Very simplistically: if a party has great alternatives to negotiating, they are strong. /4
An honest appraisal of power/ leverage for both parties in #AfghanPeaceProcess looks like this:

Taliban: violence, and/or threat of it

Afghan govt:
-majority of Afghans support core govt institutions
-support of intl community
-enforcement "muscle" of US military... for now
/5
And prisoners?

Prisoners are like one good hand of cards in an all-night poker game. They may win points, but once played, value is gone. They don't help win the entire night.

In a card game, real leverage would be getting good cards every time, or playing with more money. /6
Many refer to prisoners as "major bargaining chip." But in exchange for what?
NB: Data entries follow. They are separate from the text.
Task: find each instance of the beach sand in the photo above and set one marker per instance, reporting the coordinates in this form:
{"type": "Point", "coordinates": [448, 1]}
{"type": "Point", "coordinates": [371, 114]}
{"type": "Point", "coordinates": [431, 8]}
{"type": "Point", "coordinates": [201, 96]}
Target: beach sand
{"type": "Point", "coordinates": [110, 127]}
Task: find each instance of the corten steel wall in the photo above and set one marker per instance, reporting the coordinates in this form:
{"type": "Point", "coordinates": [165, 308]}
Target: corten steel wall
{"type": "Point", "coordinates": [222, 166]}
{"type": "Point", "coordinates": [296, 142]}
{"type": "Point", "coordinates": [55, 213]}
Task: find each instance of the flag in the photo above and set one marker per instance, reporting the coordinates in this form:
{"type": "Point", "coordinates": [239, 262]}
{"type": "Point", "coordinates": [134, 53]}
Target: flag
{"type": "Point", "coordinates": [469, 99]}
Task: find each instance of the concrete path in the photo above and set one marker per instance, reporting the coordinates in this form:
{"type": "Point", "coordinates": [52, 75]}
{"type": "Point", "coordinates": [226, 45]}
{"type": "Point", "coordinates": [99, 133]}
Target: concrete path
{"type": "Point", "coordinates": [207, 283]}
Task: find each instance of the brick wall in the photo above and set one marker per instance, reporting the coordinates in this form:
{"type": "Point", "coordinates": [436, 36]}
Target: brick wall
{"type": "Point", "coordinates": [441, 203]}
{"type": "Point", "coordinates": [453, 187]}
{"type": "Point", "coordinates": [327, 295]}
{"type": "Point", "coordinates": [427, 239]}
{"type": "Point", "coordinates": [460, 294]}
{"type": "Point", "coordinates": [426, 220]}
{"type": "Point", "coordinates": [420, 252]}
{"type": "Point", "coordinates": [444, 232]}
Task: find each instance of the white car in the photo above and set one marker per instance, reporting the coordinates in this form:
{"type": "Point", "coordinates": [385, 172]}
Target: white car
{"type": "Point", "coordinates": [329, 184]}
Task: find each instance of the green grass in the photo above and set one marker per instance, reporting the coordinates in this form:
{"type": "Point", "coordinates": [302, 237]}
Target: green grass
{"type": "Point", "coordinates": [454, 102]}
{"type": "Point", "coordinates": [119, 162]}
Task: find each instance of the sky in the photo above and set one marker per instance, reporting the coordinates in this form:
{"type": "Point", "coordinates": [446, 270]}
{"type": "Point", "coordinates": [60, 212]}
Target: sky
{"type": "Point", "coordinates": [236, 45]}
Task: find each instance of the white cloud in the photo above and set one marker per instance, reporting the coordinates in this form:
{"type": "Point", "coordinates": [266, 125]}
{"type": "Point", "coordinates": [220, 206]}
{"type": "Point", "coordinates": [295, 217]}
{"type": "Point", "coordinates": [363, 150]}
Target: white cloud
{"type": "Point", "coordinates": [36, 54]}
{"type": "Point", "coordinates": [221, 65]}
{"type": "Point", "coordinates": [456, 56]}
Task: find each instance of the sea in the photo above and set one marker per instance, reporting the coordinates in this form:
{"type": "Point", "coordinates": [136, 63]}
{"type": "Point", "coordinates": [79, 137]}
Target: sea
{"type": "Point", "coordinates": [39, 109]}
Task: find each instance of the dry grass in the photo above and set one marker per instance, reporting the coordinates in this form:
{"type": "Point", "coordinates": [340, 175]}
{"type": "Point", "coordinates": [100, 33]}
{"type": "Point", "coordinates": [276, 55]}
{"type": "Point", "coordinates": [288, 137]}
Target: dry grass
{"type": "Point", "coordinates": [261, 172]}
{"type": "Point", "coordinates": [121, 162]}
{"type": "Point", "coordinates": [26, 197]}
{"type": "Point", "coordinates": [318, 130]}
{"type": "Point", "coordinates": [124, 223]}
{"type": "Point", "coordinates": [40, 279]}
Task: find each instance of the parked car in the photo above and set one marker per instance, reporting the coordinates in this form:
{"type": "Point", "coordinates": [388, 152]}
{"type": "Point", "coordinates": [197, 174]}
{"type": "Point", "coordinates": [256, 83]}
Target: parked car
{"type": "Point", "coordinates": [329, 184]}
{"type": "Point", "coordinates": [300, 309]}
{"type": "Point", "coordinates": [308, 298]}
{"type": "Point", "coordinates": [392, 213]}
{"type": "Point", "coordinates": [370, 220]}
Afghan govt wants intra-Afghan talks, lasting ceasefire, before releasing them all.

But are prisoners sufficient leverage, by themselves? Do Taliban think they are dealing with Kabul, alone? /7
Do we have evidence of negotiation leverage that Taliban DOES respond to?

Taliban's sudden Eid ceasefire?
Group avoided reducing violence since Eid 2018... until February. Why change in Feb, or now?

Seems likely a result of US pressure, what the US can offer (or take away).
/8
This DOES NOT mean Taliban don't care about prisoners (they do, but that is a diff thread), or that prisoners cannot help improve Afghan govt position.

Indeed, though details aren't public, I imagine US pressure sounded like: "bit of ceasefire in exchange for some prisoners".
/9
Contrary to concerns that Afghan govt is taking a big risk in this latest prisoner release, I see it as a very savvy move: directly linking prisoner release to more reduced violence.

"If you truly want more X, then give us more Y. See? It works."